The preliminary investigation recently conducted at the Washington Navy Yard pursuant to Article 32 of the Uniform Code of Military Justice (UCMJ) has been a terrible spectacle in itself. The accuser was subjected to hour after hour of cross-examination by lawyers for the accuseds. The questioning was at times plainly abusive, delving into such matters as preferred techniques for oral sex. The Constitution gives criminal defendants, including military personnel, a right to confront the witnesses against them, but there is still an obligation on the part of the presiding officer to impose reasonable limits. That does not seem to have happened here.
This is particularly baffling given the current heightened interest in fostering an environment in which military personnel who are victims of sexual assault are not discouraged from coming forward with complaints. Indeed, if one were looking for a way to create a chilling effect on complainants coming forward, it would be hard to do better than conduct an Article 32 investigation like the one that just ended.
It would also be hard to find a clearer case of a conflict of interest than having the superintendent of the Naval Academy — an institution of higher learning that has long prided itself on its football prowess — decide whether criminal charges should be brought against members of the football team. (A lawsuit seeking the superintendent’s recusal from the process is pending in federal court. It should have been brought within the military justice system instead.)
Congress is considering changes in the UCMJ, particularly regarding the pre- and post-trial role of commanders who act as “convening authorities.” The debate has already highlighted several aspects of the statute that are anachronisms which can be jettisoned. These include the commander’s power to decide who shall be prosecuted for what, as well as the power to set aside convictions and reduce or disapprove sentences.
The Naval Academy case points to another. Congress first required a preliminary investigation in the 1920 Articles of War. At the time, that was considered reform legislation. It no longer is. Now there are military judges presiding over real courts, and lawyers play pivotal roles as prosecutors, defense counsel, and legal advisers to commanders.
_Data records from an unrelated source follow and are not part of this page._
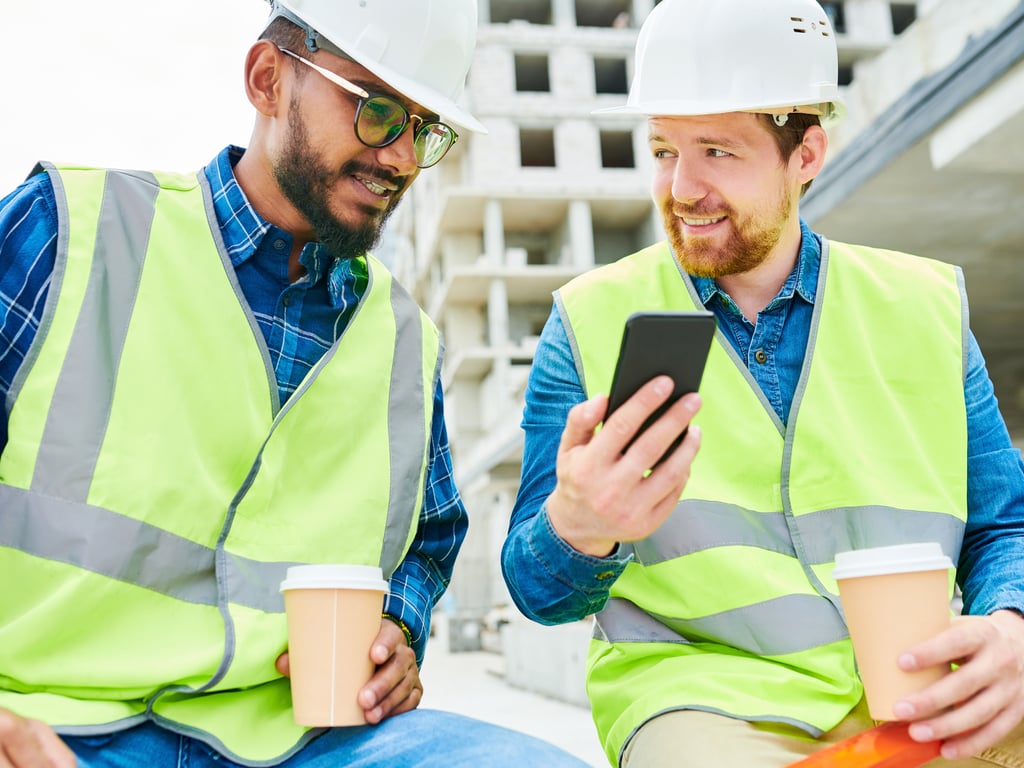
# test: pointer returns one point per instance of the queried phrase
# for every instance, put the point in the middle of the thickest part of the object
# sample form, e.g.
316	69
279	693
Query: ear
810	156
264	81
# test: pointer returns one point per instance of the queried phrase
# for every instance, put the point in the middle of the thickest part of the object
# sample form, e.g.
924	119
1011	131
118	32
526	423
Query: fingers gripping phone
672	343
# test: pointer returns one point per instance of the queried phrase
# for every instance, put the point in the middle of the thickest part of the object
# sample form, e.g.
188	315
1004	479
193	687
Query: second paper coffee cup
893	597
334	613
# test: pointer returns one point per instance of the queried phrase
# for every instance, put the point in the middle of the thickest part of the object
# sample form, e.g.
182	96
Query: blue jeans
424	738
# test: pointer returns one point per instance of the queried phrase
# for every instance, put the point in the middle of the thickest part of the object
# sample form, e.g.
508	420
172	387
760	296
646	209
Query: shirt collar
802	281
243	228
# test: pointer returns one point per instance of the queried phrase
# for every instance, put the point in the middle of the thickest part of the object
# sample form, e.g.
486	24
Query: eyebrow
381	89
700	140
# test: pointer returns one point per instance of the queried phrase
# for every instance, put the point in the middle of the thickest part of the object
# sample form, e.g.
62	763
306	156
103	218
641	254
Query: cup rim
899	558
335	577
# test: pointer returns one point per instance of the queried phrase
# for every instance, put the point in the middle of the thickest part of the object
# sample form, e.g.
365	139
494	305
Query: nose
399	155
687	183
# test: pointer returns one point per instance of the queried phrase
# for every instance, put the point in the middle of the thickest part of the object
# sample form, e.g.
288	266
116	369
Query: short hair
286	34
791	135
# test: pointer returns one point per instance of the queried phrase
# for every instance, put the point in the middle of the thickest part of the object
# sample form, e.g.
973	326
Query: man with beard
208	379
845	404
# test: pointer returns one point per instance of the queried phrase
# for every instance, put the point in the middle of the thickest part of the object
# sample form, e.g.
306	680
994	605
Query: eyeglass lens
381	120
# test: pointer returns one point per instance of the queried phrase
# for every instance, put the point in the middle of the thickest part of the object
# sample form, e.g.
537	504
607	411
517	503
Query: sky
124	83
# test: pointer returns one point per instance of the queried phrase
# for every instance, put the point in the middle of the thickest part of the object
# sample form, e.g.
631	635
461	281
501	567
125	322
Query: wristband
401	625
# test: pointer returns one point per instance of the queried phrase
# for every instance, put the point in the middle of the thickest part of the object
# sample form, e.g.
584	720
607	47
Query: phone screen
675	344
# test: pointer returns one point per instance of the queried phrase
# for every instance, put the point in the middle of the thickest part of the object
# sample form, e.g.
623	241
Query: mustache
701	210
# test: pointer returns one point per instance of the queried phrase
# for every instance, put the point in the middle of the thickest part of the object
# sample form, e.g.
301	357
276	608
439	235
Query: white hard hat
422	48
713	56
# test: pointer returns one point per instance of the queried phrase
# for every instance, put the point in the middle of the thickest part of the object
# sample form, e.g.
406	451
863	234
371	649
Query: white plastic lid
334	577
901	558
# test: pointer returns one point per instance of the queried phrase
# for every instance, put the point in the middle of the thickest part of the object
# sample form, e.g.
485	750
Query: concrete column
868	20
581	233
498	313
563	12
494	232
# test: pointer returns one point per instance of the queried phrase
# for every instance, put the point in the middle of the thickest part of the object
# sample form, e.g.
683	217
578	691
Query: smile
376	187
700	222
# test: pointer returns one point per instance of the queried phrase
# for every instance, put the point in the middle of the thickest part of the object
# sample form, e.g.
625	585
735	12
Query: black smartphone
672	343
Additionally, there are appellate courts, including the all-civilian United States Court of Appeals for the Armed Forces.
Article 32 investigations have become trials nearly as fulsome and extensive as the actual general court-martial to which they are a prelude. This means that victims are likely to face not one, but two full-tilt cross-examinations. This is not what Congress intended, and it makes no sense given the other changes that have taken place in the nearly a century since the 1920 Articles of War were enacted. The benefits of subjecting complaining witnesses to what has become in effect a dry run — a trial-before-the-trial — do not come close to outweighing the costs, especially in light of the fact that all an Article 32 hearing produces is a recommendation to the commander, who may accept or reject it in his or her discretion.
It is time for Congress to repeal Article 32 and substitute a requirement for a bare bones preliminary hearing along the lines of those conducted in the federal district courts. The question such a hearing would address is a very simple one: is there “probable cause to believe an offense has been committed and the defendant committed it.”
The court-martial defense bar will object to this reform. Its members will argue that the Article 32 investigation is a valuable right of the accused because it provides guaranteed broad discovery of the prosecution’s case. Indeed, the Article 32 investigation is often pointed to as one of the respects in which the military justice system provides greater rights than the civilian criminal justice system. The objection should be carefully considered. My own view is that it reflects an outdated paternalistic view of the military justice system and fails to take account of the many improvements military justice has experienced since the UCMJ was enacted in 1950, not to mention 1920. It also fails to reflect the sea change in military justice that today takes increased account of the interests of crime victims.
The Naval Academy case is one of those shocking events that reveals systemic weakness and can galvanize public opinion. What happened at the Navy Yard should never happen again. President Barack Obama, Defense Secretary Chuck Hagel and many members of the House and Senate are anxious to do something serious about sexual assault. This time- and money-saving reform should be high on their to-do list.